Segmenting a single hand from multiple available hands in hand pose estimation

Hi, I'm working on developing an app. I need my app to work in a crowd with multiple people (who have multiple hands).

From what I understand, the Vision Framework currently uses a heuristic of "largest hand" to assign as the detected hand. This won't work for my application since the largest hand won't always be the one that is of interest. In fact, the hand of interest will be the one that is pointing.

I know how to train a model using CreateML to identify a hand that is pointing, but where I'm running into issues is that there is no straightforward way to directly override the Vision framework's built-in heuristic of selecting the largest hand when you're solely relying on Swift and Create ML.
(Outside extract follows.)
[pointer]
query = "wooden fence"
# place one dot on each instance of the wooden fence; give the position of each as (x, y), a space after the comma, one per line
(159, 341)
I would like my framework to be:

  1. Request hand landmarks
  2. Process image
  3. CreateML reports which hand is pointing
  4. We use the pointing hand to collect position data on the points of the index finger

But within vision's framework, if you set the number of hands to collect data for to 1, it will just choose the largest hand and report position data for that hand only. Of course, the easy work around here is to set it to X number of hands, but within the scope of an IOS device, this is computationally intensive (since my app could be handling up to 10 hands at a time).

Has anyone come up with a simpler solution to this problem or aware of something within visionOS to do it?

Replies

day 1 of bumping until an apple engineer sees this :(